Nella specie la ricorrente nè ha trascritto le clausole contrattuali, che avrebbero dovuto confortare la sua tesi in ordine alla conclusione di un contratto di rendita vitalizia, nè ha indicato gli specifici parametri di ermenutica contrattuale eventualmente violati dal giudice di appello.

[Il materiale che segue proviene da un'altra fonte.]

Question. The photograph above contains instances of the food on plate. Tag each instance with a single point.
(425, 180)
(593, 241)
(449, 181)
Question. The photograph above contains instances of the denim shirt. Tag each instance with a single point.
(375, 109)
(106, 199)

Inoltre, in tema di interpretazione del contratto, alla Corte di cassazione è affidato il compito di verificare che non sussista un vizio di attività del giudice del merito, rilevabile solo nell’ipotesi di violazione dei canoni legali di ermeneutica contrattuale e nel caso di riscontro di una motivazione contraria a logica ed incongrua, tale da non consentire il controllo del procedimento logico seguito per giungere alla decisione. D’altronde, per sottrarsi al sindacato di legittimità, quella data dal giudice al contratto non deve essere l’unica interpretazione possibile, o la migliore in astratto, ma una delle possibili e plausibili interpretazioni, per cui, quando di una clausola contrattuale sono possibili due o più interpretazioni (plausibili), non è consentito, alla parte che aveva proposto l’interpretazione poi disattesa dal giudice, dolersi in sede di legittimità del fatto che sia stata privilegiata l’altra (Cass., 17 luglio 2003, n. 11193; Cass., 10 febbraio 2015, n. 2465; Cass., 15 novembre 2017, n. 27136).

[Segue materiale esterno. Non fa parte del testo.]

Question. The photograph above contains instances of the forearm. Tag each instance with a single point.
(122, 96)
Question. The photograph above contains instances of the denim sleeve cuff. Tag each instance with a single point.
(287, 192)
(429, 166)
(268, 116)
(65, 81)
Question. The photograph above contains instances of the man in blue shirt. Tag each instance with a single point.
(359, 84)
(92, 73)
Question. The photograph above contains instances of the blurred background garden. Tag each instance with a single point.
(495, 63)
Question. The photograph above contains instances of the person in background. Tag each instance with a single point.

10. La sentenza impugnata deve, quindi, essere cassata, in relazione al motivo accolto, con rinvio alla Commissione tributaria regionale della Toscana, in diversa composizione, che dovrà attenersi al seguente principio di diritto: “In caso di cessione di diritto di usufrutto di cava, ai sensi dell’art. 980 c.c., da parte dell’usufruttuario ad una società, anche per un periodo superiore a quello previsto dall’art. 979 c.c., il corrispettivo riconosciuto all’usufruttuario non è reddito di impresa, ma reddito diverso ai sensi dell’art. 81, comma 1, lett. h Tuir (ora 67 Tuir), dovendosi applicare il principio di conservazione del contratto deducibile dall’art. 1419 c.c., comma 1 e dall’art. 1424 c.c.”, e che provvederò anche sulle spese del giudizio di legittimità.

P.Q.M.

Accoglie il primo motivo; dichiara inammissibile il secondo motivo di ricorso; cassa la sentenza impugnata, in relazione al motivo accolto, con rinvio alla Commissione tributaria regionale della Toscana, in diversa composizione, cui demanda di provvedere anche sulle spese del giudizio di legittimità.

Così deciso in Roma, nella Camera di Consiglio, il 9 ottobre 2019.